San Marcos taps Escondido official Petrek for council

San Marcos taps Escondido official Petrek for council
Petrek was sworn in after a three-hour session in which the City Council interviewed 23 of the 24 applicants for the position. Courtesy photo

SAN MARCOS — The San Marcos City Council has tapped Escondido Assistant City Manager Jay Petrek to fill the vacancy on the City Council. 

The council unanimously voted Jan. 15 to appoint Petrek, a former longtime San Marcos Unified School District board member, to fill the void left by Rebecca Jones’ election as the city’s mayor. 

Council members said that Petrek had the best blend of local government and elected experience after spending nearly three decades at the city of Escondido and 10 years on the school board. 

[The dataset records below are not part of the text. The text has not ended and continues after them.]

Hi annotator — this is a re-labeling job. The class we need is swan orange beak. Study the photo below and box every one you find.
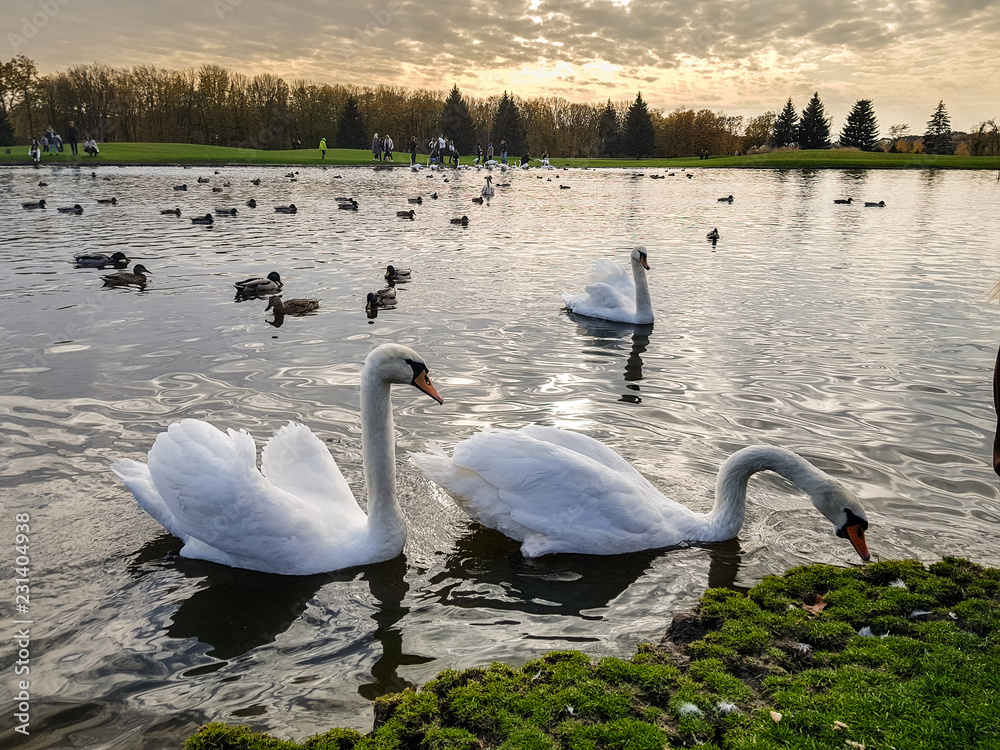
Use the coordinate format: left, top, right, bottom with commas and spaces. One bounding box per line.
845, 524, 871, 562
413, 370, 444, 404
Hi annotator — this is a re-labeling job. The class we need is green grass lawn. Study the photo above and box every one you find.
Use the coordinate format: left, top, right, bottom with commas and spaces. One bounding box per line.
185, 558, 1000, 750
0, 143, 1000, 169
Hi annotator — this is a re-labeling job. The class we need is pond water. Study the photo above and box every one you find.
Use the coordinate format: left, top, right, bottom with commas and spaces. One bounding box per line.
0, 166, 1000, 748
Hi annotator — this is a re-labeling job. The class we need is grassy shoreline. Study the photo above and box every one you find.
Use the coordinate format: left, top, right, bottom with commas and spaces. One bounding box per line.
0, 143, 1000, 170
185, 558, 1000, 750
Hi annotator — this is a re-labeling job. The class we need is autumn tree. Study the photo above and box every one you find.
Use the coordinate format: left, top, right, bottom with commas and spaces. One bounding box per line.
924, 101, 955, 154
441, 84, 476, 154
840, 99, 878, 151
771, 97, 799, 148
622, 92, 656, 159
798, 91, 831, 148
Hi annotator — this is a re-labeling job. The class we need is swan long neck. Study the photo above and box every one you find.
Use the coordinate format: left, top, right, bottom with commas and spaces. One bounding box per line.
361, 368, 406, 542
632, 258, 653, 321
702, 446, 831, 541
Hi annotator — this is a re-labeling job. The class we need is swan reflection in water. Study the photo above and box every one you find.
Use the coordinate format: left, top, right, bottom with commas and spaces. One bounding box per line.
566, 311, 653, 404
425, 524, 746, 627
130, 534, 433, 700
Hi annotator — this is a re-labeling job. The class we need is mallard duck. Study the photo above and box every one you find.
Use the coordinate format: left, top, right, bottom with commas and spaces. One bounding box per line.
73, 252, 129, 268
233, 271, 282, 295
385, 265, 410, 281
264, 295, 319, 315
365, 287, 396, 308
101, 263, 150, 286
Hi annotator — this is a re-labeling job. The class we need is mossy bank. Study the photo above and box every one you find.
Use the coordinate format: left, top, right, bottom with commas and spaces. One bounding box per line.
185, 558, 1000, 750
0, 143, 1000, 170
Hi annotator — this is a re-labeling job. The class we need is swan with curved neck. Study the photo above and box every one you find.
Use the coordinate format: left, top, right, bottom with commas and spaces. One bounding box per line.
562, 246, 653, 324
111, 344, 442, 575
411, 425, 869, 560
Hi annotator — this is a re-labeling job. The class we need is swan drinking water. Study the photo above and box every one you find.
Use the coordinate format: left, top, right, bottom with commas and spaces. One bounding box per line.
562, 247, 653, 324
411, 432, 869, 560
111, 344, 443, 575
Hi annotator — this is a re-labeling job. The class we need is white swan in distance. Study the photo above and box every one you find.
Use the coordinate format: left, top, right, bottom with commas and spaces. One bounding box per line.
562, 246, 653, 324
411, 432, 869, 560
111, 344, 442, 575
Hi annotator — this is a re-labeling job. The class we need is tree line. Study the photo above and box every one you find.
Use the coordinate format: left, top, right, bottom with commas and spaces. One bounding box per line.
0, 55, 1000, 158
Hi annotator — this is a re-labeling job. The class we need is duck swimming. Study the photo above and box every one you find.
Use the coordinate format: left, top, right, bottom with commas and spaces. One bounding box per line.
233, 271, 282, 296
264, 295, 319, 315
73, 252, 129, 268
101, 263, 150, 286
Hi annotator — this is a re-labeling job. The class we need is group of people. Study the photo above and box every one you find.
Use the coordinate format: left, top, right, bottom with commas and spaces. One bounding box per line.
28, 120, 101, 164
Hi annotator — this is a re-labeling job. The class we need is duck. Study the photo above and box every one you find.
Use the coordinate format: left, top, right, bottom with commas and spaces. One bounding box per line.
111, 344, 444, 575
562, 245, 653, 325
73, 252, 129, 268
385, 265, 410, 281
411, 440, 870, 560
233, 271, 283, 295
101, 263, 150, 286
264, 295, 319, 315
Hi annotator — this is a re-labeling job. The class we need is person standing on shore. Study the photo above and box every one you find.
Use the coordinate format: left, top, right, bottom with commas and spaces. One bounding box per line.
66, 120, 80, 156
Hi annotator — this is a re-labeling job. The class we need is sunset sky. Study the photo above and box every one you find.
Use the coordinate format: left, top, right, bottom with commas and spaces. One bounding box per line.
9, 0, 1000, 134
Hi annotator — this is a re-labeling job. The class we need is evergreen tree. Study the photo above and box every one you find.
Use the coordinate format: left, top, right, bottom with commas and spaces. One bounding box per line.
441, 84, 476, 154
924, 101, 955, 154
798, 91, 831, 148
621, 92, 656, 159
335, 96, 371, 148
840, 99, 878, 151
0, 104, 14, 146
597, 99, 621, 156
493, 91, 527, 153
771, 97, 799, 148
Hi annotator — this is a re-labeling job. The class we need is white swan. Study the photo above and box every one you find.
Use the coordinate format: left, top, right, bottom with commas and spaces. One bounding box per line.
111, 344, 442, 575
411, 432, 869, 560
562, 247, 653, 324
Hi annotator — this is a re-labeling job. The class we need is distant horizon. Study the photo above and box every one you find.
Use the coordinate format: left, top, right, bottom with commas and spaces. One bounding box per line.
9, 0, 1000, 135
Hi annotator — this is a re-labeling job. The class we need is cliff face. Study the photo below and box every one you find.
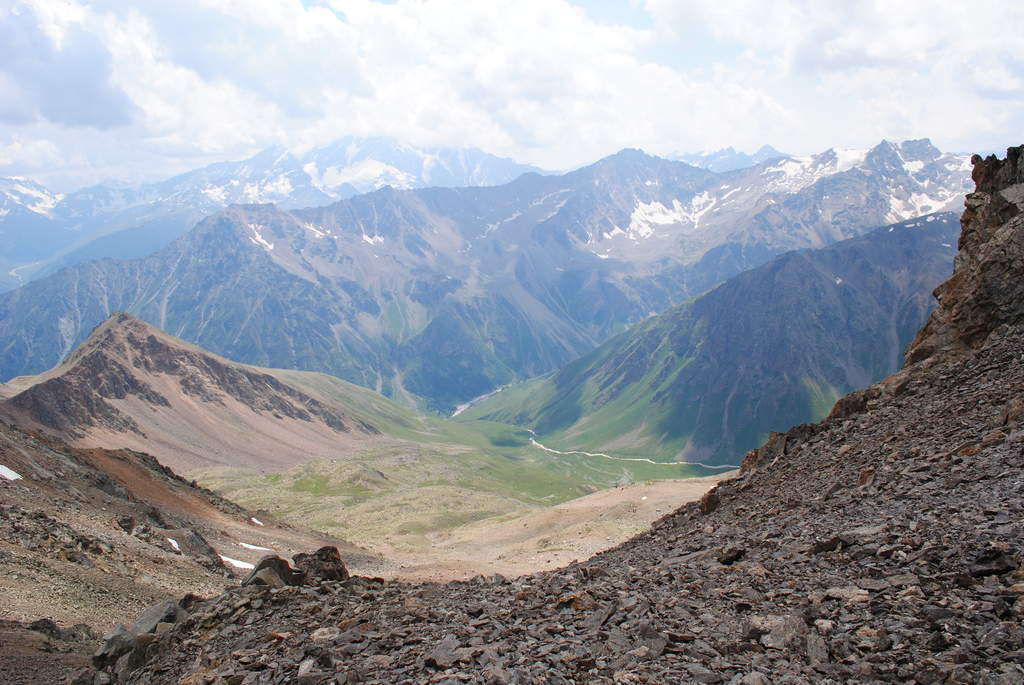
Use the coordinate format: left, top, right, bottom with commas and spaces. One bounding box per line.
906, 145, 1024, 365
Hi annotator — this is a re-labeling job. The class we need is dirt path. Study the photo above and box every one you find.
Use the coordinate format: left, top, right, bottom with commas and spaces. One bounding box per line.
377, 472, 732, 582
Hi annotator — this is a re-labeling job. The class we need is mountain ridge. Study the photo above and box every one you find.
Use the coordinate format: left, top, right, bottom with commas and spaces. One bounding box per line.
0, 136, 962, 414
460, 213, 958, 465
81, 146, 1024, 685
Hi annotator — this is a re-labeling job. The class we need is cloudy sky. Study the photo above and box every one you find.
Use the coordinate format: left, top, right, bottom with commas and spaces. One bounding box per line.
0, 0, 1024, 190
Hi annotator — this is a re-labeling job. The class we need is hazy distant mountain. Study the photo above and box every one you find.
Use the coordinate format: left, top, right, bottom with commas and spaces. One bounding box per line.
670, 145, 788, 172
461, 212, 959, 464
0, 137, 540, 290
0, 136, 969, 411
0, 313, 380, 473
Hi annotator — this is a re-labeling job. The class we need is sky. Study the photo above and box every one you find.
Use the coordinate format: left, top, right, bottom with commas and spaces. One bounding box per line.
0, 0, 1024, 191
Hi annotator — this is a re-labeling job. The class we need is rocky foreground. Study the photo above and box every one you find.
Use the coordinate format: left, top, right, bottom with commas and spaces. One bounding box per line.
77, 148, 1024, 685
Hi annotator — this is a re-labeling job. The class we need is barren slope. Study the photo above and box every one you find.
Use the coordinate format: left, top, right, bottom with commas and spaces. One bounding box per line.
0, 313, 379, 472
86, 146, 1024, 685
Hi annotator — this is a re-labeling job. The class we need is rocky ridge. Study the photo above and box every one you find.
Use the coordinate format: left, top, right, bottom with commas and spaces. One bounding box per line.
0, 140, 968, 413
79, 148, 1024, 685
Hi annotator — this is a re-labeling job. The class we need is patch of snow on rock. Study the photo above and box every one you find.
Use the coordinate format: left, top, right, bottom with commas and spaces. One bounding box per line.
246, 223, 273, 250
239, 543, 271, 552
217, 554, 256, 569
627, 198, 688, 241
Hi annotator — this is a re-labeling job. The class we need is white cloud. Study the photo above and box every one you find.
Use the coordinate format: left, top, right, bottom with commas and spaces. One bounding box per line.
0, 0, 1024, 184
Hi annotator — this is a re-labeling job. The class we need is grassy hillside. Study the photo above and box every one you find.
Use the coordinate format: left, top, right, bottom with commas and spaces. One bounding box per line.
459, 213, 958, 465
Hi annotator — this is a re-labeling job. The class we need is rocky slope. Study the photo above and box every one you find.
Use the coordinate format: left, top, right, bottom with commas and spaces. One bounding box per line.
81, 148, 1024, 685
460, 212, 959, 464
0, 312, 380, 472
0, 140, 967, 412
0, 136, 540, 290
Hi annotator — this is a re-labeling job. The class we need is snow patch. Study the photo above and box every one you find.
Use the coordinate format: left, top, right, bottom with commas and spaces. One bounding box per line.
302, 223, 329, 238
833, 148, 867, 173
483, 212, 522, 236
246, 223, 273, 251
719, 188, 740, 202
202, 185, 227, 205
0, 464, 22, 480
611, 198, 688, 242
217, 554, 256, 568
239, 543, 272, 552
313, 160, 416, 189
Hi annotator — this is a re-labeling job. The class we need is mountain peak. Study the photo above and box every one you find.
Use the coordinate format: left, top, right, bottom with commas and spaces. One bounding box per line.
0, 311, 379, 469
906, 145, 1024, 363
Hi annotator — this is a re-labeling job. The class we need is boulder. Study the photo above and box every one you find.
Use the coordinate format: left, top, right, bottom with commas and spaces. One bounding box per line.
292, 547, 348, 585
242, 554, 305, 586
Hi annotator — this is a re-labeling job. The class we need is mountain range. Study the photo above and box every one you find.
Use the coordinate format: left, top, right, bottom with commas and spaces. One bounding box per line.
0, 135, 967, 412
79, 146, 1024, 685
460, 212, 959, 465
670, 145, 790, 172
0, 136, 540, 290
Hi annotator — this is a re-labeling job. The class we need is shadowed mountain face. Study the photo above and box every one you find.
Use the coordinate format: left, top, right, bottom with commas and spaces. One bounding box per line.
0, 313, 380, 470
0, 136, 540, 290
462, 213, 958, 464
0, 141, 966, 411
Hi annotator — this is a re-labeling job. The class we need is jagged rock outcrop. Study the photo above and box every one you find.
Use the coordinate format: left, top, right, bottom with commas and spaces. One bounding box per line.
88, 147, 1024, 685
906, 145, 1024, 363
0, 312, 380, 471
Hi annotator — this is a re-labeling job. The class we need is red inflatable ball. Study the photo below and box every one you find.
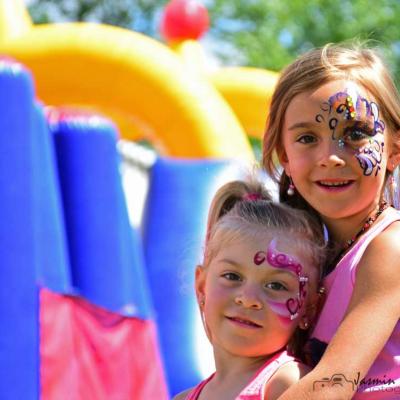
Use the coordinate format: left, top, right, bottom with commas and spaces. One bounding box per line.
160, 0, 210, 42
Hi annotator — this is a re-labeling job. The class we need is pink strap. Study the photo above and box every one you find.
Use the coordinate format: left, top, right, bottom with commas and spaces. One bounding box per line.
185, 372, 215, 400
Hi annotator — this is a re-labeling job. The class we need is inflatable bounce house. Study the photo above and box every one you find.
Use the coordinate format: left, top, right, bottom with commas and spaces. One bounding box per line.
0, 0, 276, 400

“He has experience in local government, he has experience that he will be able to hit the ground running, he understands our issues in San Marcos and he knows how tough it is to make hard decisions,” Jones said. 

Petrek said he was humbled by the selection.

“I just want to say what a humbling experience this has been and what a great field of candidates there are,” Petrek said. 

Petrek was sworn in after a three-hour session in which the City Council interviewed 23 of the 24 applicants for the position and listened to residents who lobbied for the applicants they supported. 

Unlike the cities of Oceanside and Encinitas, which also appointed council members to fill vacancies, San Marcos did not pick a candidate who resides in a district that will be up for election for the first time in 2020. The council said this was by design, as to not give the appointee an unfair incumbency advantage in 2020.

Jones in her remarks criticized “other cities” for a lack of transparency in their process, but did not specify which city.

“Transparency is very important, and there were some other cities in the same position, and they had their little picks ahead of time and they didn’t interview all of the candidates,” Jones said. “I think it was important to have a transparent process and set aside personal feelings, listen to every single candidate, because it is important.”

Other council members echoed Jones sentiments, saying that the process and the selection of someone from outside of the districts would give the public the right to choose their representative in 2020.

“I do hope to avoid creating that inherent incumbency somebody gets by being appointed, it is a very large advantage,” newly elected City Councilman Randy Walton said. “I would prefer that it is truly the public’s choice for who they get to pick for those two districts.”

Petrek said after joining the council on the dais that he will not run in two years. 

San Marcos received 24 applications for the position, a list that included current planning commissioners, a state assembly candidate, an FBI agent, a former City Councilman and business owners. 

Petrek worked his way up Escondido’s ranks since 1984 to the position of community development director before being selected as the city’s assistant city manager in 2016.

San Marcos City Attorney Helen Holmes Peak said that Petrek’s employment with Escondido doesn’t pose a conflict of interest because he isn’t directly involved with any financial decisions that would impact his appointed and employed positions. 

A San Marcos resident for 25 years, Petrek served on several school district committees, including the budget oversight, curriculum, overcrowding and Proposition K steering committees. He was appointed to the school board in 2006 and elected in 2008 and served until 2016, when he did not seek re-election. 

Last year, he chaired the school board committee that helped realign the school district’s enrollment boundaries. 

“As a volunteer and elected I have had opportunity to listen, to learn and appreciate the diverse perspectives of our community, be a team player, collaborative and results oriented,” Petrek said in his interview for the council position. 

Petrek said that his guiding principles on governance are to be “clean, safe and efficient.”

“It may sound simplistic but I think the public interest is best served when local leadership makes sound decisions and promote a safe environment, clean and attractive public and private projects that advance the community vision and stewardship of community assets and infrastructure in an efficient manner using updated technology,” he said. 

Several residents spoke in support of alternate Planning Commissioner Dimitris Magemeneas and State Assembly candidate Alan Geraci at the Jan. 15 meeting.